В мире Ардженто гибнет тот, кто одержим страхом. А побеждают — те единицы, у которых страх словно ампутирован.
Мы привыкли, чтобы вопреки страстям и трагедиям, бушевавшим в великих фильмах Италии, загорался здесь финальный «лучик надежды». Знаменательны сами названия лент неореалистов: «Дорога надежды», «Два гроша надежды»… — а прощальная улыбка Кабирии, овевающая это прекрасное кино, стала его эмблемой. Героям Ардженто тоже брезжит надежда, но каждый раз она оказывается обманом. Его мир так окован злом, что выбраться из него нельзя и некуда — разве что в соседнюю, еще более страшную тюремную камеру.
Бессознательный исток «архитектуры Ардженто», возможно — цикл офортов «Тюрьмы» итальянского художника XVIII века Пиранези, навязчиво варьирующий образ разрастающегося, как грибок, гигантского застенка.

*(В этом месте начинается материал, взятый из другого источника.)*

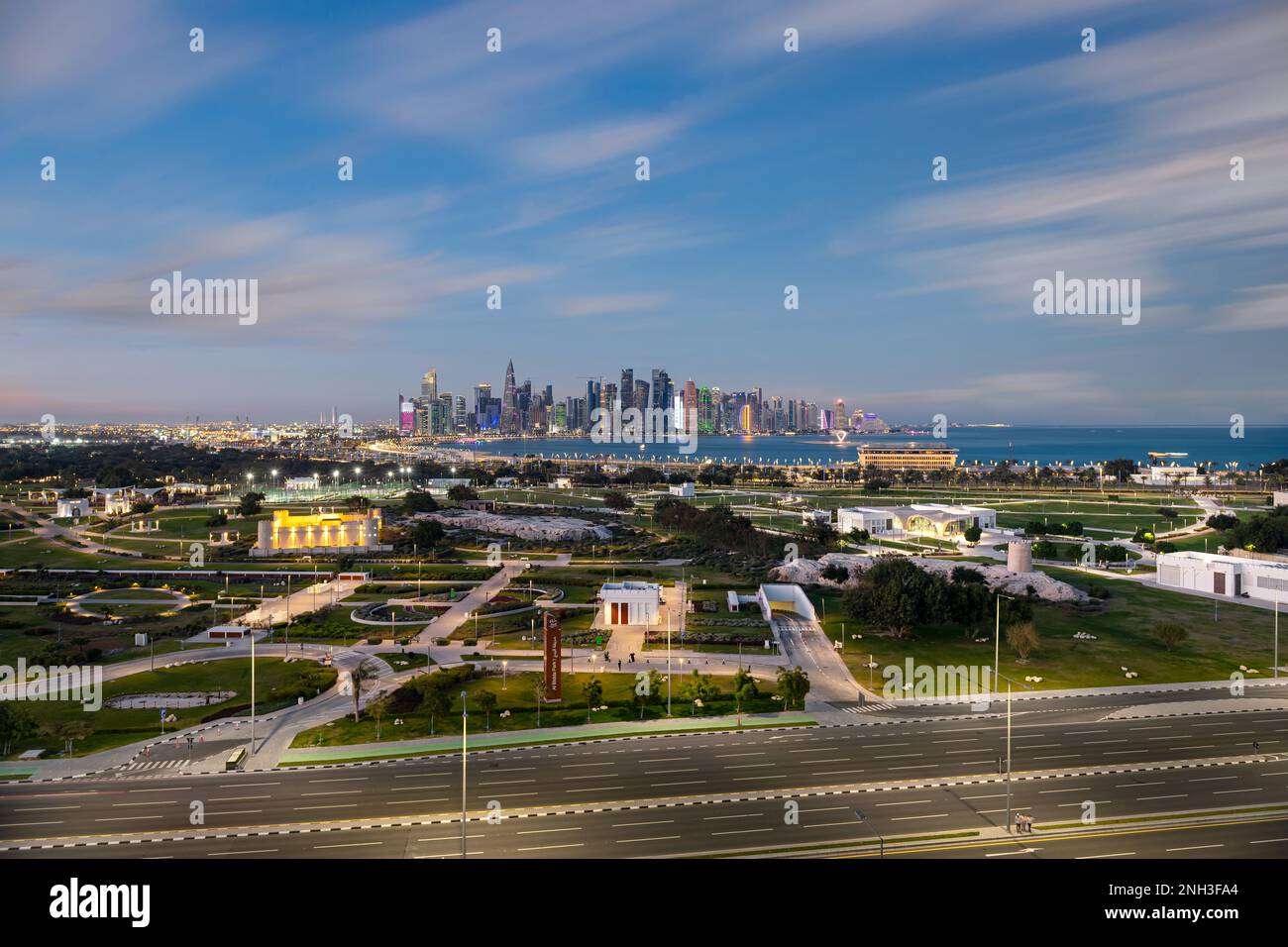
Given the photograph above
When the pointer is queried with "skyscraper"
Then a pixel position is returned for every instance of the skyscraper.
(690, 423)
(627, 388)
(509, 403)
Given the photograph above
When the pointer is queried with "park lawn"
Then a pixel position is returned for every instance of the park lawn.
(334, 626)
(115, 727)
(189, 523)
(25, 630)
(519, 698)
(1215, 650)
(129, 592)
(39, 552)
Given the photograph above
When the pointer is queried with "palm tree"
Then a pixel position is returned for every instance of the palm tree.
(487, 701)
(360, 677)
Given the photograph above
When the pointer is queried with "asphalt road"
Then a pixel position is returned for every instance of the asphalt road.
(684, 783)
(806, 823)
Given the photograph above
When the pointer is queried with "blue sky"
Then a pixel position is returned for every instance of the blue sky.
(768, 167)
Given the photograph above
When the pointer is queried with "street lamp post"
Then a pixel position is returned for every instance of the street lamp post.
(465, 720)
(997, 634)
(253, 692)
(1008, 757)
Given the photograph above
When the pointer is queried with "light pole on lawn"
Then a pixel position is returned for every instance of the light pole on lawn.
(1008, 757)
(997, 633)
(465, 720)
(668, 663)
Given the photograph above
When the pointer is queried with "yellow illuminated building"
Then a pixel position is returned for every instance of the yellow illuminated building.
(318, 532)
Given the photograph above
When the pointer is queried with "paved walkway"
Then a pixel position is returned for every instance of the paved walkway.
(480, 595)
(592, 731)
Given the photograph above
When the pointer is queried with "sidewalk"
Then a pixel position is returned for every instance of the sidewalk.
(552, 735)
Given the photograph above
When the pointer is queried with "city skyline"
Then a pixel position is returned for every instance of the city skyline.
(518, 170)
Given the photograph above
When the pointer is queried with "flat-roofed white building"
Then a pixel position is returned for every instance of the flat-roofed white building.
(72, 508)
(921, 518)
(1168, 474)
(1224, 575)
(630, 603)
(785, 599)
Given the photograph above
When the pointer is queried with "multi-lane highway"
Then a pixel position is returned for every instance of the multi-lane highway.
(777, 791)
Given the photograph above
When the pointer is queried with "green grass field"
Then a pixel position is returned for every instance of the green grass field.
(1220, 641)
(275, 684)
(519, 698)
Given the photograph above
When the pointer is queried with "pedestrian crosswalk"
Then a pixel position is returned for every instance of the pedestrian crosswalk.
(854, 707)
(145, 763)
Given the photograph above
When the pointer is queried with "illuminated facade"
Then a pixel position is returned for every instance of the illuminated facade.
(907, 457)
(320, 532)
(921, 518)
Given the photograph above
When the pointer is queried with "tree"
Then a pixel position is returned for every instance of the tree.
(437, 703)
(743, 686)
(1024, 638)
(426, 534)
(1170, 633)
(377, 709)
(697, 688)
(793, 685)
(648, 690)
(16, 724)
(68, 732)
(360, 677)
(617, 500)
(487, 703)
(890, 595)
(593, 694)
(252, 502)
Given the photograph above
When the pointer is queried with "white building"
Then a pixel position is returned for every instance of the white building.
(630, 603)
(73, 509)
(1224, 575)
(1170, 474)
(117, 505)
(784, 599)
(921, 518)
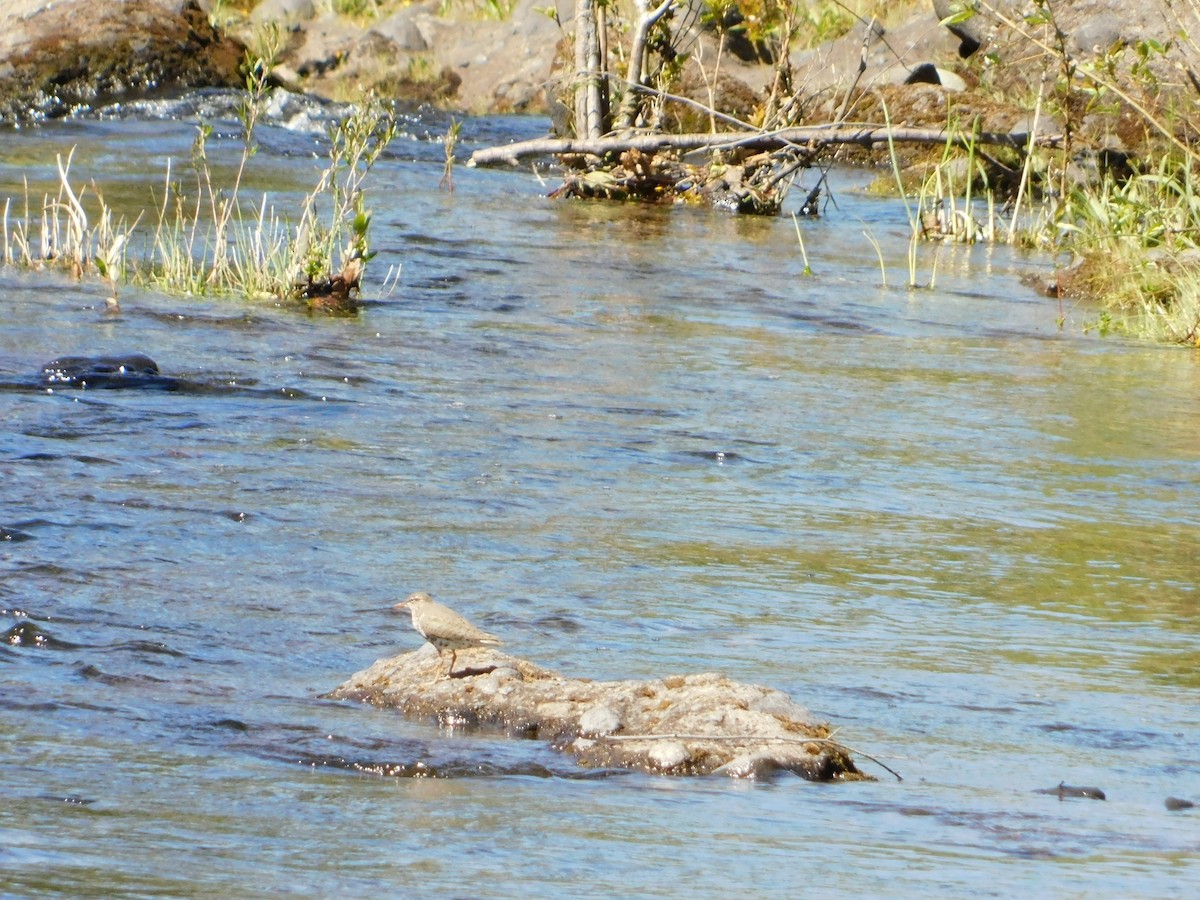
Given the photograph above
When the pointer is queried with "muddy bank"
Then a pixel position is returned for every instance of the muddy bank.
(679, 725)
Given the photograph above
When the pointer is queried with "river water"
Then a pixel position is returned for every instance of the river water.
(634, 442)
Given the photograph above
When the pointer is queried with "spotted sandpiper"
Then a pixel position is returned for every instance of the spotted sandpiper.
(443, 628)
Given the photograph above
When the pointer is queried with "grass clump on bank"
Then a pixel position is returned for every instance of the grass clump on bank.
(208, 239)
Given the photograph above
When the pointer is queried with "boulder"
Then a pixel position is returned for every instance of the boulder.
(679, 725)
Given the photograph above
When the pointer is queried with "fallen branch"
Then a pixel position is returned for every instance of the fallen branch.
(810, 137)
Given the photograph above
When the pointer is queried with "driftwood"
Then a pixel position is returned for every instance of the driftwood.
(681, 725)
(807, 137)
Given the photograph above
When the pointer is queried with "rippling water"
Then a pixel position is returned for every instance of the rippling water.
(635, 442)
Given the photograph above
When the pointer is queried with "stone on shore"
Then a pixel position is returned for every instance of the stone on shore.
(77, 54)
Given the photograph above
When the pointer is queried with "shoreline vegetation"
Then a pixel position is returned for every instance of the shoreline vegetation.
(1095, 156)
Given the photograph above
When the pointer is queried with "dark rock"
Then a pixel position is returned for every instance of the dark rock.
(132, 371)
(1063, 791)
(681, 725)
(58, 58)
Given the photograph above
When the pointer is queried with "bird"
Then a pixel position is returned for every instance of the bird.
(443, 628)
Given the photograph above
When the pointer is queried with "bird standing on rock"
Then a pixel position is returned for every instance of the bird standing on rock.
(443, 628)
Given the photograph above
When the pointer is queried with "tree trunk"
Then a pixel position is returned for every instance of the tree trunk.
(588, 107)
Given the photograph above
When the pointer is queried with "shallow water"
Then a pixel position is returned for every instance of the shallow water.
(634, 442)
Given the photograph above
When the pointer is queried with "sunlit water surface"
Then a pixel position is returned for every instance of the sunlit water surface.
(635, 442)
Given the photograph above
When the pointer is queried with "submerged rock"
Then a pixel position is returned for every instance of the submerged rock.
(679, 725)
(1063, 791)
(58, 58)
(132, 371)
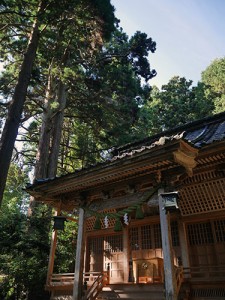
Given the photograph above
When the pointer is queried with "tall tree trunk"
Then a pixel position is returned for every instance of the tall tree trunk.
(42, 156)
(57, 131)
(13, 120)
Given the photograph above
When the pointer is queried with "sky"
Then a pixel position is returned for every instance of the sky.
(189, 34)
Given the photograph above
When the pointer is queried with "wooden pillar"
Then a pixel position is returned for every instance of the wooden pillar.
(169, 271)
(78, 276)
(126, 253)
(183, 245)
(52, 253)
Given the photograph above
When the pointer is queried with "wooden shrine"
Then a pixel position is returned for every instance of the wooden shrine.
(152, 213)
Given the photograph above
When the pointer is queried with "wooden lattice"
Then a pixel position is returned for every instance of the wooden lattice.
(203, 197)
(91, 221)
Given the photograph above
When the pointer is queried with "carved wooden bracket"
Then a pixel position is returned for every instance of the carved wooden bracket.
(185, 156)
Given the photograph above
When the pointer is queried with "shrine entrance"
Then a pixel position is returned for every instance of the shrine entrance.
(107, 252)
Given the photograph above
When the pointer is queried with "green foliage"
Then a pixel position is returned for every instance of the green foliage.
(176, 104)
(24, 251)
(214, 79)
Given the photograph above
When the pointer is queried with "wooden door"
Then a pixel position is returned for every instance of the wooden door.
(114, 257)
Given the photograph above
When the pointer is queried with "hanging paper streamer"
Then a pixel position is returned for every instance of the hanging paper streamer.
(97, 224)
(139, 213)
(118, 225)
(106, 222)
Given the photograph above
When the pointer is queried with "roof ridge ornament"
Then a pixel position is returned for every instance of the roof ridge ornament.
(185, 156)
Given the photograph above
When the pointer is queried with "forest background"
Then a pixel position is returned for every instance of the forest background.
(73, 88)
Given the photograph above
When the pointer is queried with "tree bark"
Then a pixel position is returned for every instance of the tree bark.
(13, 120)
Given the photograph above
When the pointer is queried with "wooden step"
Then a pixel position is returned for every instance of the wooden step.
(132, 292)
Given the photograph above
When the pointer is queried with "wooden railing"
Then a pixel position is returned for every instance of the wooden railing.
(98, 280)
(61, 279)
(205, 273)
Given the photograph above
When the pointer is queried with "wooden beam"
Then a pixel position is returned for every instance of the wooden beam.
(170, 280)
(78, 276)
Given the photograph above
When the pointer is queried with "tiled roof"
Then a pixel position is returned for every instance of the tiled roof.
(198, 134)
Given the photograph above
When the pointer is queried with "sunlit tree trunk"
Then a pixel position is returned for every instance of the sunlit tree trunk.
(13, 120)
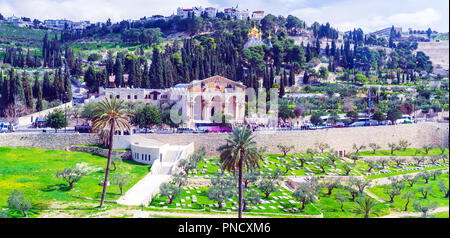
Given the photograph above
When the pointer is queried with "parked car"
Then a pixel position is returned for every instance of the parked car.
(83, 129)
(339, 125)
(219, 129)
(40, 124)
(185, 130)
(4, 128)
(358, 124)
(13, 127)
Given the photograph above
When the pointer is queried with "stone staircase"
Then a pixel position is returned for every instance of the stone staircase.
(144, 190)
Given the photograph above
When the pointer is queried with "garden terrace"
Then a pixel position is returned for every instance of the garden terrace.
(33, 172)
(435, 195)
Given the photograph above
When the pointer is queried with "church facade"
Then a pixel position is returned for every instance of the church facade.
(200, 101)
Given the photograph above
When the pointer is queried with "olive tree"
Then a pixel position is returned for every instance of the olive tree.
(365, 206)
(372, 164)
(398, 161)
(427, 148)
(393, 190)
(17, 201)
(285, 149)
(443, 187)
(374, 147)
(382, 162)
(425, 208)
(403, 144)
(341, 199)
(251, 197)
(322, 146)
(358, 148)
(425, 190)
(331, 184)
(221, 190)
(411, 179)
(408, 196)
(392, 146)
(305, 193)
(120, 180)
(71, 175)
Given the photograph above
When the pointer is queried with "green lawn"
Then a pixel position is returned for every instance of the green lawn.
(22, 35)
(327, 204)
(362, 167)
(269, 164)
(204, 203)
(331, 208)
(104, 147)
(33, 172)
(399, 203)
(401, 152)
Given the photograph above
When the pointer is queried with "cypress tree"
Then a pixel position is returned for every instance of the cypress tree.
(28, 92)
(39, 106)
(46, 87)
(36, 85)
(156, 70)
(67, 85)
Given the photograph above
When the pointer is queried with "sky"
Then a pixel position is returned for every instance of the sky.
(370, 15)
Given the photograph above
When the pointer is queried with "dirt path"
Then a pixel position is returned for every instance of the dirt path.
(414, 214)
(385, 180)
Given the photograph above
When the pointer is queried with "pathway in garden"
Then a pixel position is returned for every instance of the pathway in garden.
(385, 180)
(143, 191)
(414, 214)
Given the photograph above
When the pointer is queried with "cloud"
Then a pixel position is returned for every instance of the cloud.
(342, 14)
(94, 10)
(421, 18)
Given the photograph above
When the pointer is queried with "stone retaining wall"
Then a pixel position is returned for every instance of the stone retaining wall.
(59, 141)
(418, 135)
(126, 155)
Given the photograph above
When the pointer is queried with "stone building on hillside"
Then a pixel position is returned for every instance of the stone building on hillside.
(198, 101)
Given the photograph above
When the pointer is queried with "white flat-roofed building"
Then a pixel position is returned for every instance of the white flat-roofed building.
(189, 12)
(198, 101)
(211, 12)
(257, 15)
(234, 13)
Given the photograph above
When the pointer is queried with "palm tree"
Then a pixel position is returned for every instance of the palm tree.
(365, 206)
(239, 151)
(109, 116)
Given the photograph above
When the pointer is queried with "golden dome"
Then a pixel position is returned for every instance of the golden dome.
(254, 32)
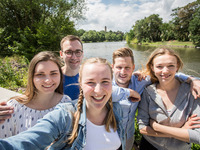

Лабиринт единообразных, как пчелиные соты, клеток и карцеров даже за обрезом каждого листа — словно убегает в бесконечность. Ослепительные сооружения Ардженто — такие же «тюрьмы»: вычурная искусственная среда тотальна и безгранична, здесь нет ни щелки для благой весточки из иных миров. Пришли циничные времена безверия? Но… в фильмах Ардженто повторяется вроде бы не вытекающий из их сути финальный аккорд — спасающийся главный герой. Скажем, в американских «хитах» Пауля Верхувена логика событий к «хэппи-энду» не ведет — он появляется там явно по настоянию продюсера, но у Ардженто-то финалы органичны!
«Надежда всегда свободна. Человек, надеющийся на что-то, меняет свое поведение, чаще кривит душой, чем человек, не имеющий надежды», — это писал Варлам Шаламов. Узнику Колымы вторит узник Освенцима Тадеуш Боровский: «Никогда в истории человечества надежда не была такой сильной, но никогда она не причинила столько зла, сколько в этой войне, в этом лагере. Нас не научили отказываться от надежды, и поэтому мы погибаем в газовых крематориях».
Вряд ли Ардженто слышал имена этих писателей, прошедших такое, рядом с чем его кадры покажутся не страшнее «мыльной оперы», — но пластика его фильмов четко выражает этическое кредо, выводящее модель должного поведения из осознания изначальной безнадежности своего положения. В мире Ардженто гибнет тот, кто одержим страхом. А побеждают — те единицы, у которых страх словно ампутирован. Они поднимают голову, смотрят в лицо зла светлыми глазами и «лезут на рожон». Они знают, что коль скоро лап зла все равно не избежать, нужно сделать из этого единственно верный логический вывод — мир зла должен быть разрушен. Не случайно в финалах лент Ардженто повторяется образ очищающего огня, пожирающего обитель зла. Проклятое место должно быть выжжено — пусть даже оно находится у тебя в душе.